Llego a la Quinta Avenida vacía. Ni siquiera es posible ver policías. Sigo hacia el norte y empieza el desfile de tiendas obscenamente caras. El lujo de Versace, Valentino o Louis Vuitton parece no funcionar si no hay espectadores que lo aprecien. Ahora están ahí, apagadas las luces, y no significan nada. Como en todas las películas futuristas, el presente se hace pasado. Una de las primeras escenas de Yo, Robot muestra a Will Smith admirando con los ojos de un coleccionista unas zapatillas Converse. ¿Este es el futuro? ¿Estamos ya en él?, me pregunto con el recuerdo vivo de esta calle repleta, la plaza del Rockefeller Center llena de personas, los hoteles vomitando maletas. Todo ese trajín tan típico de Nueva York, pero tan ajeno a la vez. Me pregunto ingenuamente qué va a pasar con el mercado. Dicen que la mitad de los restaurantes van a cerrar en esta ciudad. Hasta ahora, las más beneficiadas son las cadenas tipo McDonald’s. Un homeless orina una puerta lateral de una iglesia gigante, la misma a la que no nos dejaron entrar a mí y a unos amigos una navidad porque no estábamos vestidos de gala. Queríamos ver si cantaban villancicos. Más al norte, Gucci está rodeada de vallas papales. Sobre la casa de moda de Italia se levanta la Trump Tower. Seguramente su bronceado naranjo no está dentro de esos vidrios oscuros, pero la seguridad no descansa. Dos ¿policías?, no lo sé, se ven más miedosos que un policía corriente, pero son dos tipos con metralletas los que custodian el edificio. O solo son los que podemos ver. En medio de la distancia entre los dos, un logo de Starbucks. 

Estados Unidos superó hace varios días a China e Italia en la cifra de contagiados de coronavirus. Se calcula que son más de 30.000 ventiladores los que se necesitan en Nueva York para superar la crisis. Las autoridades parecen estar debatiéndose entre hacer lo más sensato o lo políticamente favorable. Todos vamos a perder después de esta crisis. Supongo que algunos quieren perder menos. Hace un tiempo, el presidente aconsejó por Twitter ingerir la mezcla de unos medicamentos, pues eran efectivos contra el virus. Ya se reportó que existe gente enferma por eso. El gobernador del estado de Nueva York decretó cuarentena total, pero afirmó que no estaba seguro de si era lo correcto en términos de salud pública. Insistió en la necesidad de mejorar la salud, pero también la economía. “Esto va a formar a una nueva generación y va a transformar quienes somos. No estás solo. Nadie está solo”, también dijo. Al jueves 26 de marzo, habían muerto 365 personas en la ciudad. Hoy, 6 de abril, ese número va en 3128. Trump, en una entrevista a Fox, dijo que no creía que Nueva York necesitase 30 mil ventiladores. 

Ayer tuve que ir a la farmacia. La fila empezaba afuera del local. Solo cinco personas podían estar adentro. Plásticos colgantes separaban la caja de los clientes. El olor a desinfectante lo cubría todo. Mientras hacía la fila, un sujeto de al menos dos metros se acercó a los que estábamos esperando y nos pidió firmas. Era una solicitud relacionada con condonar el pago de los arriendos en Harlem. El tipo de las firmas hablaba fuerte, se reía, tenía carisma.
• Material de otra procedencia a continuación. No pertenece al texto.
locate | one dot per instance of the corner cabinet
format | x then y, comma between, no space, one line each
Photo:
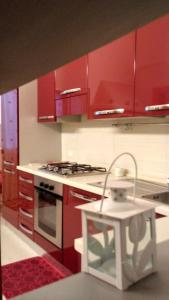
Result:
46,98
10,156
111,79
152,69
72,88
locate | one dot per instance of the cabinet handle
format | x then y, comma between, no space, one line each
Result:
23,227
8,163
109,111
46,117
9,172
82,197
70,91
157,107
25,213
25,196
25,180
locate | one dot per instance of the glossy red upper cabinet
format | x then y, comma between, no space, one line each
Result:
111,79
46,98
152,68
9,111
72,88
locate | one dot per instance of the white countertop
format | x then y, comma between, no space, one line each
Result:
79,181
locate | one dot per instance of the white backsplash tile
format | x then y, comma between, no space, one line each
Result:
99,144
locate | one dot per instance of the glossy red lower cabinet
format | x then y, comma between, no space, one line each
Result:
111,79
152,69
26,203
72,227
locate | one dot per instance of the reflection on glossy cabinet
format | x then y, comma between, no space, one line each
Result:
72,227
9,109
111,79
152,68
46,98
72,88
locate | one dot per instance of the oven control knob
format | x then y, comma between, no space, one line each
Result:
51,187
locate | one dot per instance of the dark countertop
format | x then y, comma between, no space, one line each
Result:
83,286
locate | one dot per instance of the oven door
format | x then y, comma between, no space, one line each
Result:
48,215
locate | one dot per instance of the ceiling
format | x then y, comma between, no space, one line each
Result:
37,36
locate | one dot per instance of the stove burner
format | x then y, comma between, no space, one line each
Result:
69,168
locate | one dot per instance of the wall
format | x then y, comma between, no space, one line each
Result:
38,142
99,142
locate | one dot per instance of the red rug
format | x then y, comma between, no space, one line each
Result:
27,275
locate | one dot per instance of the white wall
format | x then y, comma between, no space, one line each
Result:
99,143
38,142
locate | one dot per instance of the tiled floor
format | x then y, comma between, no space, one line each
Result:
16,246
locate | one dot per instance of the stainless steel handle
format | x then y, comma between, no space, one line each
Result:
25,180
74,90
157,107
8,163
26,229
25,196
46,117
109,111
9,172
24,213
82,197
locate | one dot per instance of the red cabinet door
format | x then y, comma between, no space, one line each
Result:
9,110
152,68
46,98
71,79
111,79
10,196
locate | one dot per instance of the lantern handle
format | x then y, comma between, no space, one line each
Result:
106,178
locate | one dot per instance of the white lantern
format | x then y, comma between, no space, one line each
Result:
119,239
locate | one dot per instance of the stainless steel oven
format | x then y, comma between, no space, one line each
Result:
48,209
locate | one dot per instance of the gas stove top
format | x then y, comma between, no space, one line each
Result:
72,168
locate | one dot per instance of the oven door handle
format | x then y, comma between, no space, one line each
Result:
82,197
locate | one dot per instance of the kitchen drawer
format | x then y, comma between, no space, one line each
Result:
26,180
26,194
26,218
26,229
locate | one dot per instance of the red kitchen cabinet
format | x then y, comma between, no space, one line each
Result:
72,88
10,156
26,203
72,227
46,98
111,79
152,69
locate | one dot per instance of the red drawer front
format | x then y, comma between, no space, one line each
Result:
26,194
26,180
26,228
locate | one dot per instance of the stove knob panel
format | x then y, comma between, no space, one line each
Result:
51,187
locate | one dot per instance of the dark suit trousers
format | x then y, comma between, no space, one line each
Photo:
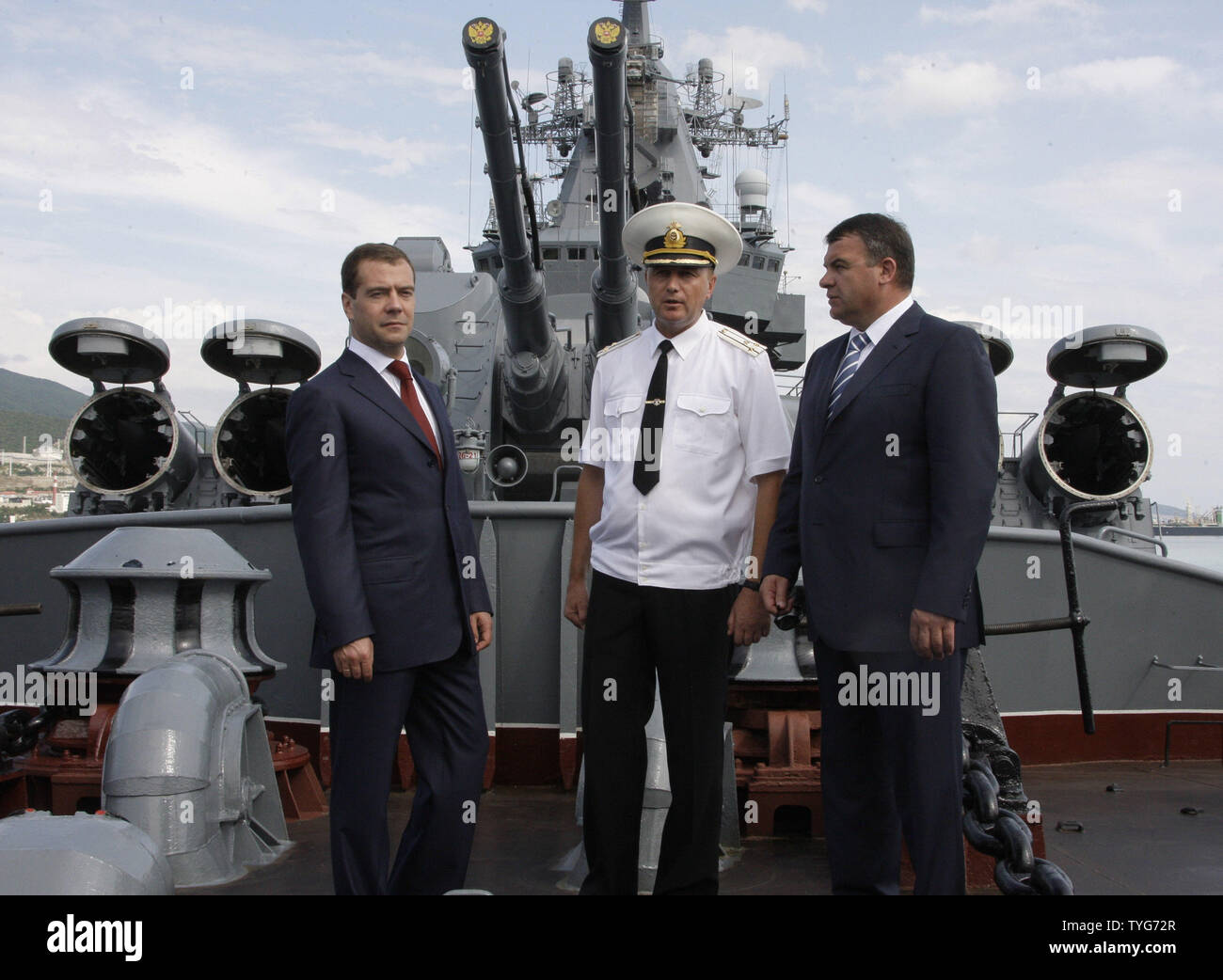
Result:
443,713
631,631
888,770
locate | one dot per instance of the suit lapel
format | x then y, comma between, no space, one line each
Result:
365,380
894,341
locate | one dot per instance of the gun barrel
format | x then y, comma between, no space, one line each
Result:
612,286
524,297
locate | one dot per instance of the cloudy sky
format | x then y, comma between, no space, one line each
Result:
1048,155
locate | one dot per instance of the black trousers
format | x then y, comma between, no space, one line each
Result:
440,707
631,632
891,770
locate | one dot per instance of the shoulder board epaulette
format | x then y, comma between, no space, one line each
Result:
618,343
735,339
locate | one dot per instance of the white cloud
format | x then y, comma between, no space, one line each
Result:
402,155
1008,12
934,85
1118,76
135,151
237,56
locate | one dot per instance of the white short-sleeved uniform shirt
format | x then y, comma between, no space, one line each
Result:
723,425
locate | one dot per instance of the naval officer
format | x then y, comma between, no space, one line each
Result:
683,464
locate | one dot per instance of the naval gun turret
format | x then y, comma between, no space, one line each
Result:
127,448
1089,446
131,450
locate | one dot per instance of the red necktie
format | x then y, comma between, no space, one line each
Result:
407,392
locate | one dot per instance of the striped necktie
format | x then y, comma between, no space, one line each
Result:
852,358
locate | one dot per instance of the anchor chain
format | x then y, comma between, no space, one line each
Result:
1004,836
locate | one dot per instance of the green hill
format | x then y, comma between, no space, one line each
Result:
32,406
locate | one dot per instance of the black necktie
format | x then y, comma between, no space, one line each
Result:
646,469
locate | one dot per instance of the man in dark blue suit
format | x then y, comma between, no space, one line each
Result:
885,506
400,603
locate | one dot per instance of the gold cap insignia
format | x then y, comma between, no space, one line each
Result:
480,32
607,31
674,237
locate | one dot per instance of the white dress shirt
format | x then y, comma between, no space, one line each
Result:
379,362
875,331
723,425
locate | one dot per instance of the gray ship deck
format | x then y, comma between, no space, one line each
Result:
1136,842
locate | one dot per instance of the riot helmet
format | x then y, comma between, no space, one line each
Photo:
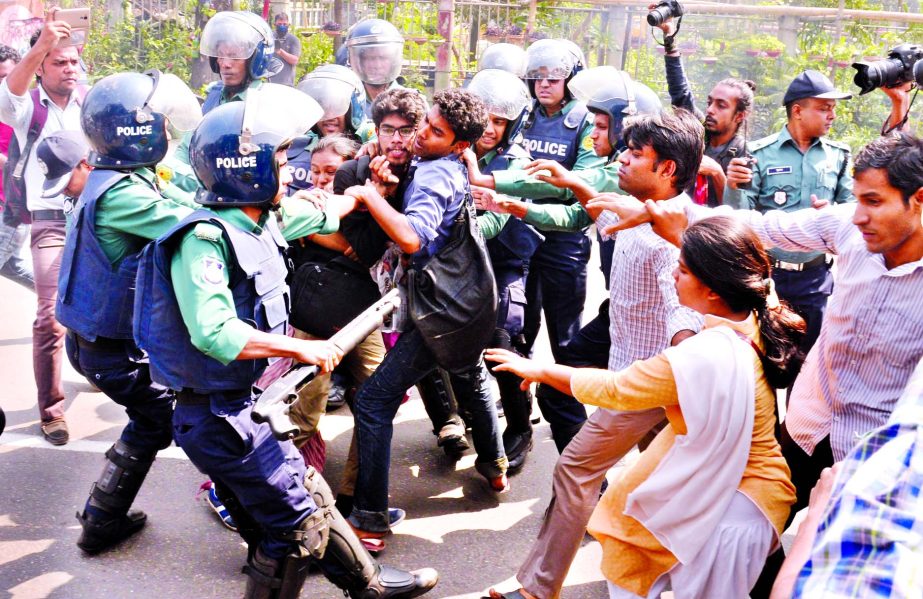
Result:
233,150
504,95
609,91
241,35
376,51
339,92
549,59
506,57
579,57
126,116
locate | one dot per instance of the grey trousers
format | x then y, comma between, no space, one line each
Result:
604,439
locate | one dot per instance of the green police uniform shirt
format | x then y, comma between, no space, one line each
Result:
784,178
199,269
133,212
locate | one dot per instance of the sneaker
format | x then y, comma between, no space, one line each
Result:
452,439
211,499
55,431
336,398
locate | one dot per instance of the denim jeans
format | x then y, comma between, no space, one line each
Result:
375,409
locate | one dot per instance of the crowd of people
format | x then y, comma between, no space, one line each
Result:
180,283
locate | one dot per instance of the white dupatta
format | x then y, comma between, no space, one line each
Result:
686,495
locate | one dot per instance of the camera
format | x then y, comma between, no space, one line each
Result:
897,68
666,9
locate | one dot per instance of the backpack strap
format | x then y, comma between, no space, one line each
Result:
39,117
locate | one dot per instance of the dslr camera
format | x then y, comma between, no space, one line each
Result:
897,68
666,9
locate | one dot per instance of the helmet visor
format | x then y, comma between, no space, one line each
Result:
333,96
264,105
549,61
502,92
173,99
600,85
377,64
229,35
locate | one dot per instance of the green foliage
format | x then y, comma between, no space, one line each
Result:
165,41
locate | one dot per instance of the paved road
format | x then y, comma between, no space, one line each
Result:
475,538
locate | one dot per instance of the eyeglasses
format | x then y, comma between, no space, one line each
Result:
389,131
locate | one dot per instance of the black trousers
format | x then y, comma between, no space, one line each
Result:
806,471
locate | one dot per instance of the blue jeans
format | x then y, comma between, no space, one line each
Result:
121,371
376,406
266,475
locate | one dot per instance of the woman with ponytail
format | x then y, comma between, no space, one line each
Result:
706,503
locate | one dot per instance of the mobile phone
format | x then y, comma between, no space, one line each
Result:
78,19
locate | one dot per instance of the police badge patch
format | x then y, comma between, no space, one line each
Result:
212,271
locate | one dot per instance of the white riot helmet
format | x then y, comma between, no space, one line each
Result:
240,35
338,90
504,95
376,51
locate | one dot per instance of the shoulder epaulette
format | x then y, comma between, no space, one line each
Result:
207,232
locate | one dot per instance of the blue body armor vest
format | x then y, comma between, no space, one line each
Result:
517,241
555,138
213,98
95,299
261,298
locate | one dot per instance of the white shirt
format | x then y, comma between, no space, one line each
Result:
16,111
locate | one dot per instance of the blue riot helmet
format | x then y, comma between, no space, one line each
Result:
549,59
241,35
339,92
233,150
504,95
505,57
126,118
376,51
609,91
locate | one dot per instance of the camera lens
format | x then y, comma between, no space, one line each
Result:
878,73
657,16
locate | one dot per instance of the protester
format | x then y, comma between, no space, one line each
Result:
431,202
288,49
699,511
13,235
56,99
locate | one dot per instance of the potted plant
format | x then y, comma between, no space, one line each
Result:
332,28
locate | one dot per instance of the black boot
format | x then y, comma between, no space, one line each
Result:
347,564
106,519
517,438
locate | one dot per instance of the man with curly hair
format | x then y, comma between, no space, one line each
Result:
430,205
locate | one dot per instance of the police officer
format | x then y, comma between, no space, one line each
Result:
125,119
213,309
339,92
240,50
794,169
610,96
376,51
511,244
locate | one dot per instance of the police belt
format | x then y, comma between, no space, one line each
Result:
52,215
100,344
800,266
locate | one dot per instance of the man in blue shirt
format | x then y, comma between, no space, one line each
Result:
430,205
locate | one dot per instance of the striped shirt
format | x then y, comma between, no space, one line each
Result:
871,338
644,310
870,542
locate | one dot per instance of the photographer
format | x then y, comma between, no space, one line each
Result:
728,107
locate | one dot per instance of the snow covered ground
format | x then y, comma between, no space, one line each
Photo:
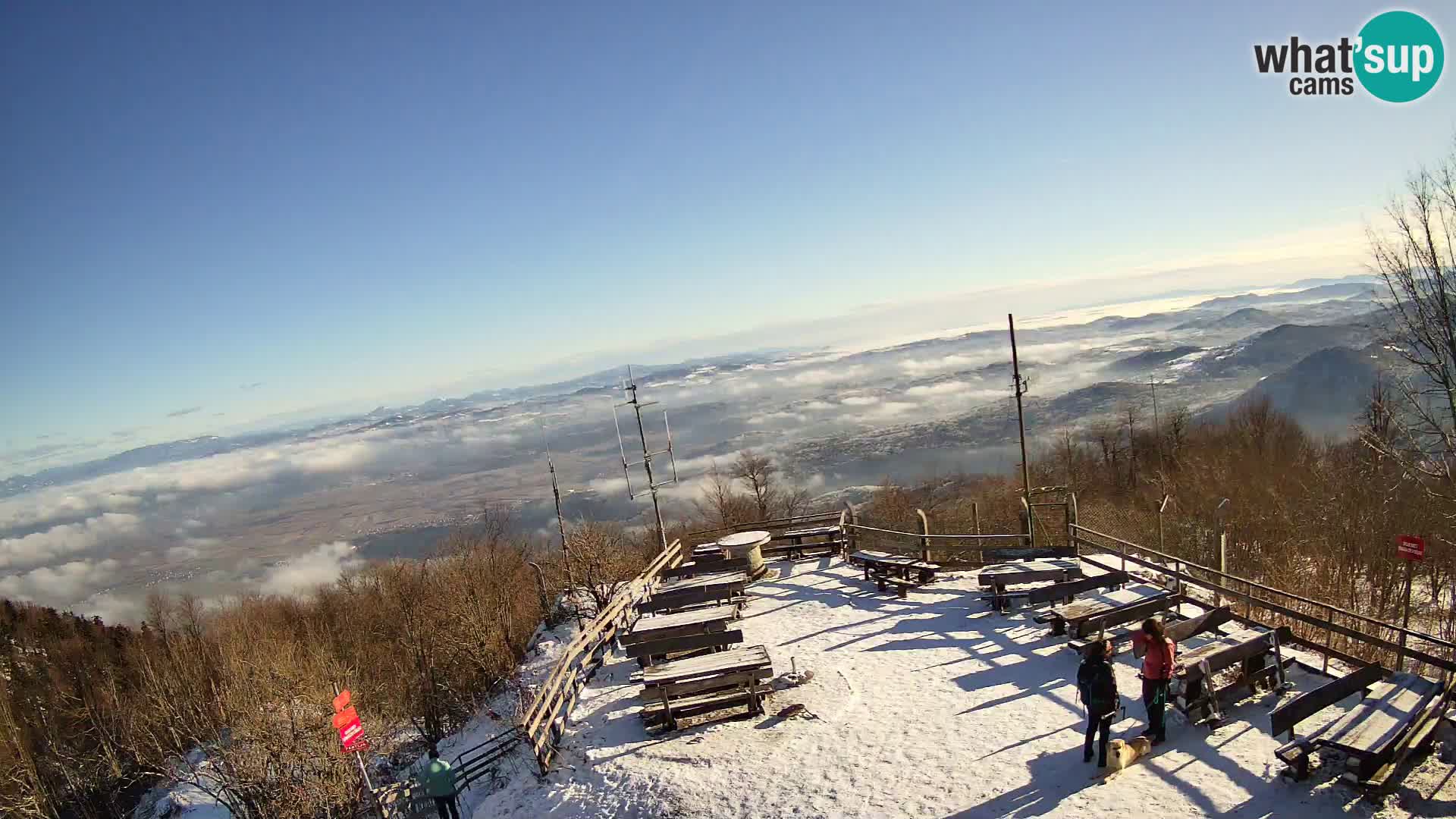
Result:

No usaba protección alguna, ni guantes, ni mascarilla, no parecía asustado. Traté de no mirarlo a la cara, por miedo, tenía miedo de que escupiera sin querer, de que hubiera estado en contacto con personas que tienen el virus. Unas personas atrás mío lo miraban detrás de sus mascarillas. Firmaron la hoja de todas maneras. Entré a la farmacia y aproveché de comprar jabón. En el supermercado ya nunca hay jabón de manos.   

De cualquier manera, todos estamos contagiados. Las superficies, los metales del metro, los árboles del parque, tu vecino, todos portadores de un virus que se cuela en las decisiones que tomamos día a día. Más allá de la responsabilidad de no salir, más allá de las precauciones para no contagiar ni ser contagiado, lo que revela el virus es la trama en la que todos tenemos acción, decisión y responsabilidad. Afectos a la vez que obligaciones. La ciudad parece un único cuerpo enfermo, solo que la mano izquierda no sabe ni siquiera dónde está la mano derecha. Vuelvo a mi casa y llamo a mis abuelos por cámara para preguntarles cómo están, cómo está Chile.